Anyone following technology markets cannot have missed the growing use of patent wars to cripple or extort or hamper or simply bully competitors into technology agreements or into paying high fees. Patents are a lawyer’s dream and a consumer’s nightmare, or would be if consumers had the faintest idea of what was going on.  The issue is not so much earning a proper return on IPRs versus gouging the market, but rather using patents to frustrate competition.

This has become so prevalent it is bound to attract policy makers to revisit patent laws and the way the courts use them. But it may be too late already. IPR abuse has taken on an industrial scale. At the top end of the list of direct abuse is cyber stealing. Throughout history the saying that imitation is the sincerest form of flattery has been true.
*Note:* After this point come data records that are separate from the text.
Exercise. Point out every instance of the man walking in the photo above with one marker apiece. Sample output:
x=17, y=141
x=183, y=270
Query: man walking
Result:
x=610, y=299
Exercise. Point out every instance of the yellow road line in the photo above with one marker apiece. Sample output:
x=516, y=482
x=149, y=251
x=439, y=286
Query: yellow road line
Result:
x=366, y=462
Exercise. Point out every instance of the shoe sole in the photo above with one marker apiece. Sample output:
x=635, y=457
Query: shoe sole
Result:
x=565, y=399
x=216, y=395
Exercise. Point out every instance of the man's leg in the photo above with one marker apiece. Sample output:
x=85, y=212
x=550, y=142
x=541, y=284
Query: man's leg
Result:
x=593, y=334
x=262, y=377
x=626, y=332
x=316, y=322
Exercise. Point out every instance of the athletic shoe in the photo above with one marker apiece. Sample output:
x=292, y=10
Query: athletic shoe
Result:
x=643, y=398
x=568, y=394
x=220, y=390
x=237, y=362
Japan famously reverse-engineered everything in sight to gain technological insights and knowhow before flooding the world’s market with cheap and shoddy, and then cheap and not so shoddy, and then cheap and good quality products that knocked incumbents out of the game. In recent times China has become the new Japan, but amid accusations that it relies less on reverse engineering than reversing the flow of industrial secrets across cyber space. However, as the tragedy of the high speed train crash showed, China still has a way to go.
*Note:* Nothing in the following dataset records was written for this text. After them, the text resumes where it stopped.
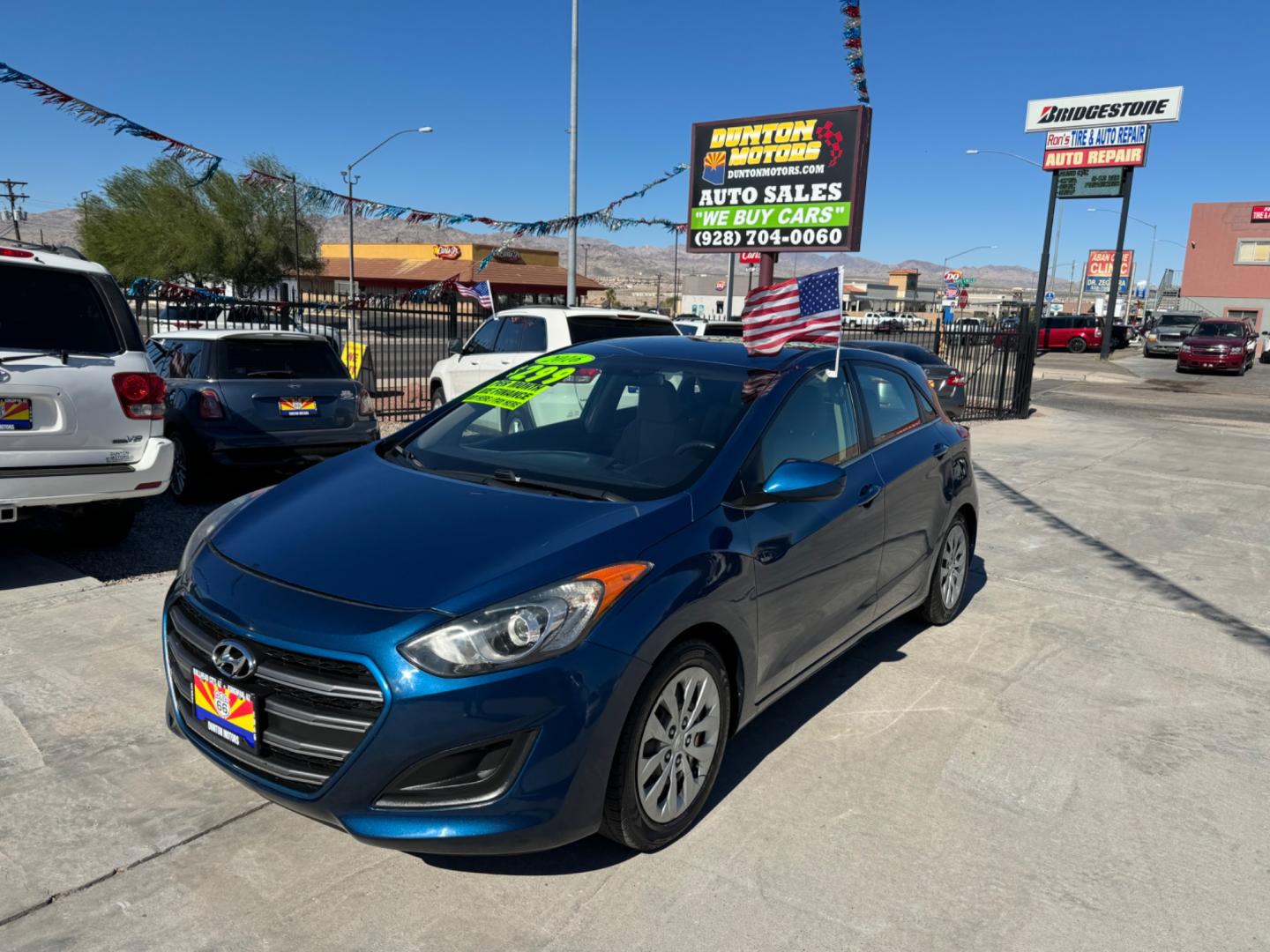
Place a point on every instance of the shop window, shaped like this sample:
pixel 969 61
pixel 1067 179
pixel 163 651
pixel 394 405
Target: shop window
pixel 1252 251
Further down the list, but not much less dramatic in its own way, is Google’s decision to buy Motorola Mobility for USD12.5 billion. With it come of slew of patents to help Google safeguard Android software against what it sees as a concerted attack by Apple, Microsoft and Oracle (now owner of Sun’s Java patents).  When Apple, Microsoft, RIM and others bought Nortel’s patents for USD4.5 billion with Google apparently joining up with Intel before losing out, Google recognized the nature of the game and bought over 1,000 patents from IBM and is reportedly still in the hunt.

But sometimes peace does break out. Sony and LG who failed to renew a technology sharing agreement 3 years ago involving smartphones, TVs and Blu-ray technology, finally settled on a new cross-licensing deal. But no sooner does one dispute die down then another one starts; now it is Apple and HTC keeping their lawyers in champagne, and maybe consumers waiting for their share of the bubbly.

The patents system is pretty rotten as anyone familiar with it will be aware. The first and lasting problem is the poor or uncertain quality of patents. Patent Offices simply cannot handle the vast quantity of patent applications; they certainly do not have the capacity to test their quality. A system that clogs up the courts with the need to test every argument is hugely expensive to society in terms of human resources even if the lawyers’ fees are being paid by the parties to the dispute. An economist can easily make a case for unemployed patent lawyers and a reallocation of their cleverness to more socially productive uses. At the very least it would be sensible to establish an entirely new arbitration system to run in parallel to the courts, with laws that mandate it as the dispenser of justice of the first resort.

When companies overplay their hand they bring their industries into disrepute. There may be a cultural factor involved; in some countries the idea of the “survival of the fittest”, of social Darwinism which must have poor old Charles rolling in his grave, is the touchstone of the business alchemist. Even a poor patent can be turned into gold if enough time is spent on it.